No One Said it Would Be Easy

Losing weight is hard, but keeping it off is even harder.  Yes, I just said it  gets harder.  Many studies show that 95% of people fail to maintain their weight loss after 3-5 years because they do not successfully address the lifestyle behaviors that cause weight gain.  While people have good intentions when beginning a diet, corporate wellness program, or exercise program, they fail to make permanent, small, acceptable changes that they can live with for a lifetime. 

If you are presently trying to lose weight, think about the types of changes are making.  Are you willing to commit to them for a lifetime?  Make sure each goal has staying power and switch out the weak one’s for options that are more enjoyable.  Here are some examples:

Goal: Increase water intake with and between meals. Problem: Plain water is getting boring.  Solution: Try adding lime, orange or lemon slices to the water pitcher.  

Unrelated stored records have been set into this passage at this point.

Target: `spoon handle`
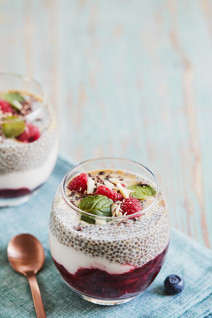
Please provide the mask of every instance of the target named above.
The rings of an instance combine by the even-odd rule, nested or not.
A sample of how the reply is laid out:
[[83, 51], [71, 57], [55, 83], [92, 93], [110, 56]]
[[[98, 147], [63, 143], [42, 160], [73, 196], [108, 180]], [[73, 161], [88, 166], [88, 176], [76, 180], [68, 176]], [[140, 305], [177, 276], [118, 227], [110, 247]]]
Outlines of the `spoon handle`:
[[33, 273], [27, 275], [33, 301], [38, 318], [46, 318], [39, 287], [35, 275]]

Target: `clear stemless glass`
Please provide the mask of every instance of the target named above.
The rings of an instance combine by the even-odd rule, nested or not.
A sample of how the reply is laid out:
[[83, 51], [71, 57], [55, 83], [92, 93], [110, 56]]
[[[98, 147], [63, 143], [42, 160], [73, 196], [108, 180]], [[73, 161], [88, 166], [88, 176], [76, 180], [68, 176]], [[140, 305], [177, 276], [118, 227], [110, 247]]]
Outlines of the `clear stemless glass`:
[[58, 156], [57, 127], [38, 83], [0, 73], [0, 207], [25, 202], [48, 179]]
[[[129, 171], [153, 185], [155, 195], [141, 216], [138, 212], [122, 217], [95, 215], [94, 224], [81, 220], [82, 216], [94, 216], [70, 202], [67, 185], [81, 173], [105, 169]], [[72, 289], [96, 304], [121, 304], [144, 292], [160, 269], [170, 234], [167, 204], [156, 178], [128, 159], [98, 158], [74, 167], [65, 176], [52, 205], [49, 240], [54, 262]]]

Goal: Walk 30 minutes daily.  Problem: Your starting to feel like a hamster on a wheel.  Solution: Try a new route, time of day, music mix or book on tape to recharge you. Cycle, swim or jump rope instead. 

Goal: Eat breakfast daily.  Problem: You always run short on time or breakfast makes you nauseous first thing in the morning.  Solution: Try adding a glass of orange juice fortified with calcium and Vitamin D as a first step or pack a yogurt, low-fat cheese sticks or dried cereal for the office. 

Goal: Cover 1/2 your plate with fruits and vegetables.  Problem: You can’t stand eating vegetables as a side dish.  Solution: Mix them into your main course.  Shish kabob, stir fry, pasta and rice dishes are a great way to load in vegetables.  

Revisit your goals and ask yourself if you have made lasting changes?  The easier changes are to follow, the more apt you are to be successful. 

Feel free to post comments if you need some fresh ideas.  Remember healthy, lifestyle habits (behavior change) will keep you in the permanent weight loss category.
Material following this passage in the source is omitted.